Q. I already use a different Payroll Agent but would like to use your services, how easy it to do this?

We will require some information from your existing Payroll Agent but we should be able to get this directly from them; transferring to our service is really easy and we can make sure that the whole process happens smoothly for you and doesn’t interrupt your Carer’s payment cycle.

Q. My Employee has lost their payslips and needs duplicates for a mortgage application, can you help with this?

Yes! We keep your payroll records securely so we can provide copies of any payslip we have produced for you in the past.

Q. My Employee is sick, are they entitled to Statutory Sick Pay?

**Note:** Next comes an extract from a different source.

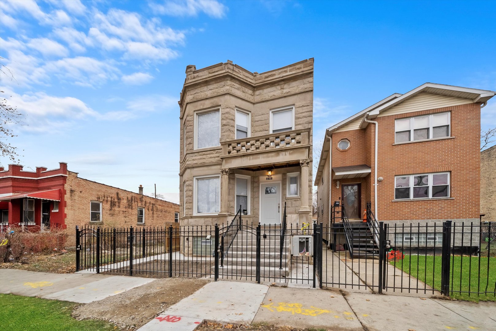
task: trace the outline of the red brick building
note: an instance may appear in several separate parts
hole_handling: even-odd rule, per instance
[[[427,83],[326,131],[314,184],[319,223],[335,201],[361,221],[478,221],[481,108],[495,92]]]
[[[88,180],[67,170],[22,166],[0,167],[1,225],[71,228],[89,223],[109,226],[160,226],[179,221],[179,206]]]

You only need to pay SSP to an employee if they meet the qualifying conditions set out below.

Qualifying conditions:

An employee must meet all the following conditions to get SSP:
•    They must be your employee – and they’ll need to have done some work under their employment contract before going off sick.
•    They must be unable to work due to sickness for a period of at least 4 days (these days do not need to be working days)
•     The days they’re getting paid SSP for must be qualifying days – these are days they normally work.
•    Their earnings must be at least as much as the Lower Earnings Limit for National Insurance contributions (NICs). This is £102 a week for 2011-12.
•    They can’t have already received the maximum amount of SSP for the PIW – or for a series of linked PIWs (28 weeks).
•    They must have notified you about their sickness – either within your own time limit or within seven days.
•    They must give you evidence of their incapacity, if you require it.

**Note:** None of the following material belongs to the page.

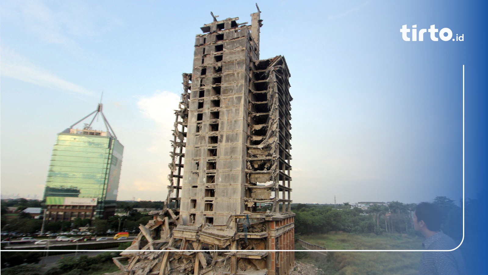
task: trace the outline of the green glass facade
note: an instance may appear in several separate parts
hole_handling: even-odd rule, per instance
[[[96,198],[95,216],[102,217],[105,206],[117,200],[123,146],[110,136],[81,133],[58,135],[44,199]]]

You may be able to recover some or all of the SSP you pay to your Carer but this depends on the total National Insurance payable for all of your Carers.

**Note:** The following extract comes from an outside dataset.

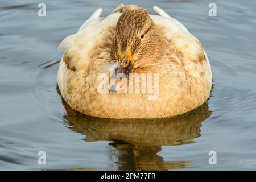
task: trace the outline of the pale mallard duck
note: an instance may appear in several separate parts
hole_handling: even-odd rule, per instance
[[[72,109],[101,118],[156,118],[183,114],[207,101],[212,78],[201,44],[180,22],[156,6],[154,9],[159,15],[121,5],[108,16],[100,18],[99,9],[61,43],[65,53],[57,84]],[[117,73],[152,74],[149,85],[157,87],[157,97],[150,98],[152,92],[142,89],[120,92],[131,87],[119,86],[120,80],[113,78]],[[99,92],[102,74],[117,81],[108,81],[104,93]],[[122,81],[127,80],[131,79]]]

Q. How much holiday is my Employee entitled to?

Almost all workers above school leaving age – not just employees but also, for example casual workers – are entitled to 5.6 weeks paid holiday per leave year (28 days for a worker working a five-day week).
The 5.6 weeks is a minimum entitlement – you can choose to offer more.
You can count any days off for public or bank holidays towards a worker’s Statutory Holiday Entitlement – but only as long as you pay them for those days off.

Q. My Employee is a pensioner and thinks they shouldn’t pay National Insurance, is this correct?

Once someone is over State Pension age they don’t have to pay Class 1 or Class 2 National Insurance contributions if someone carries on working. They only have to pay them on any earnings that were due to be paid before they reached State Pension age. If someone stays in employment or self-employment after State Pension age they can apply for an Age Exception Certificate so that they don’t pay National Insurance contributions.
To apply for an Age Exemption Certificate your employee should telephone HMRC on 0845 302 1479

Q. My Employee is pregnant, will she get maternity pay?

If your employee is expecting a baby, she may be entitled to Statutory Maternity Pay (SMP). This replaces her normal earnings to help her take time off around the time of the birth. She also has a statutory right to a minimum amount of maternity leave.
Whether you have to pay SMP to an expectant employee depends on how long they’ve worked for you and how much they earn. They’ll have to provide you with evidence of when the baby is due and give you notice of when they want you to start paying their SMP.